The US government has been trying to prevent the release of a trove of photos of detainee treatment after reports of abuses as US-run facilities like the notorious Abu Ghraib prison made headlines starting in 2003. Those stories were illustrated with a handful of photos, some of which have become nearly iconic symbols of an abusive military presence abroad.
In 2004 the American Civil Liberties Union filed the lawsuit demanding the release of a trove of photos related to the abuses, and now counts this as a victory. In 2009, then Sen. Joe Lieberman (D-Conn.) indicated that there were nearly 2,100 more photos in existence relating to detainee abuse.
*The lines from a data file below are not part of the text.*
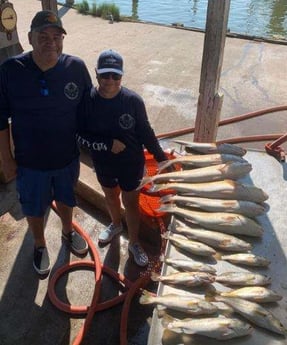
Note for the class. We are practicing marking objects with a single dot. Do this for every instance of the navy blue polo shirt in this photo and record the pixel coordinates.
(124, 118)
(43, 109)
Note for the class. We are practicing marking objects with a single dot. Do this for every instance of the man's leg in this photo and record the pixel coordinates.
(36, 226)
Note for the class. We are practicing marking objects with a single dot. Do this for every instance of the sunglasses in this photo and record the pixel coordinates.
(44, 88)
(107, 75)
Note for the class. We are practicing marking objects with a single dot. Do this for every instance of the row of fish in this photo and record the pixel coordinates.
(215, 208)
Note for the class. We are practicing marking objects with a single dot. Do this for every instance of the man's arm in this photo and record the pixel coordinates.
(8, 164)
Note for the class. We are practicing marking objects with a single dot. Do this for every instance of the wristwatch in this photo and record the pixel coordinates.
(8, 19)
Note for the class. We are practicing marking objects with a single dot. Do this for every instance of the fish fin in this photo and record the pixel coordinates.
(144, 181)
(218, 256)
(166, 320)
(166, 198)
(163, 165)
(145, 297)
(167, 208)
(210, 292)
(155, 276)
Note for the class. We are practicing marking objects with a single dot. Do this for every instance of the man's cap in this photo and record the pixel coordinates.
(110, 61)
(45, 19)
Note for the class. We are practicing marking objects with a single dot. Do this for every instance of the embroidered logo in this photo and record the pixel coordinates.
(126, 121)
(71, 91)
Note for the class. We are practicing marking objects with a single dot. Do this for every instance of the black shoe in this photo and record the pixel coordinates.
(76, 242)
(41, 261)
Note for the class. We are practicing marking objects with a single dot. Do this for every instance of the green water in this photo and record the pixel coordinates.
(261, 18)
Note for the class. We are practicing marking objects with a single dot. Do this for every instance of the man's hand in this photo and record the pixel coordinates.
(118, 146)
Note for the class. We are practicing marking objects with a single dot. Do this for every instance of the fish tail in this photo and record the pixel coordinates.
(165, 236)
(163, 165)
(144, 181)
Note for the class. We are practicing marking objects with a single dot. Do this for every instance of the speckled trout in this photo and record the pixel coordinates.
(254, 313)
(247, 208)
(193, 247)
(243, 278)
(248, 259)
(213, 238)
(188, 265)
(220, 328)
(231, 223)
(196, 161)
(190, 279)
(187, 304)
(207, 148)
(230, 170)
(226, 189)
(259, 294)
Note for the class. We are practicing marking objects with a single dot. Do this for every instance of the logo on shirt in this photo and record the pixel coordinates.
(71, 91)
(126, 121)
"The photos are crucial to the public record," Jameel Jaffer, the ACLU's deputy legal director said in a statement. "They're the best evidence of what took place in the military's detention centers, and their disclosure would help the public better understand the implications of some of the Bush administration's policies."
Manhattan Judge Alvin Hellerstein gave the Department of Defense 60 days to decide whether to appeal the decision.
Hellerstein's first opinion on the matter — ordering the photos' and videos' release — actually came a decade ago, in 2005. That decision was also upheld on appeal.
— Human Rights Watch (@hrw) January 5, 2015
But in response to urging from then Iraqi President Nuri al-Maliki, who warned further images would cause unrest in his country, Congress passed a law allowing images to be kept secret if the Secretary of Defense deemed their release would endanger American lives abroad.
In August 2014, however, Hellerstein ruled that not only had the government failed to prove that the photos' release would endanger Americans, but that the government had decided, inappropriately, to withhold all the photos as a group, instead of evaluating them individually.
"During the course of this litigation, I have reviewed some of these photographs and I know that many of these photographs are relatively innocuous while others need more serious consideration," Hellerstein said in that decision.
However, Hellerstein allowed the government a chance to submit more evidence to convince him of the law's validity and potential threat. This decision concludes that they have failed to do that.
If the government complies and releases the photos, the images will be in a redacted form to remove faces and identifying features.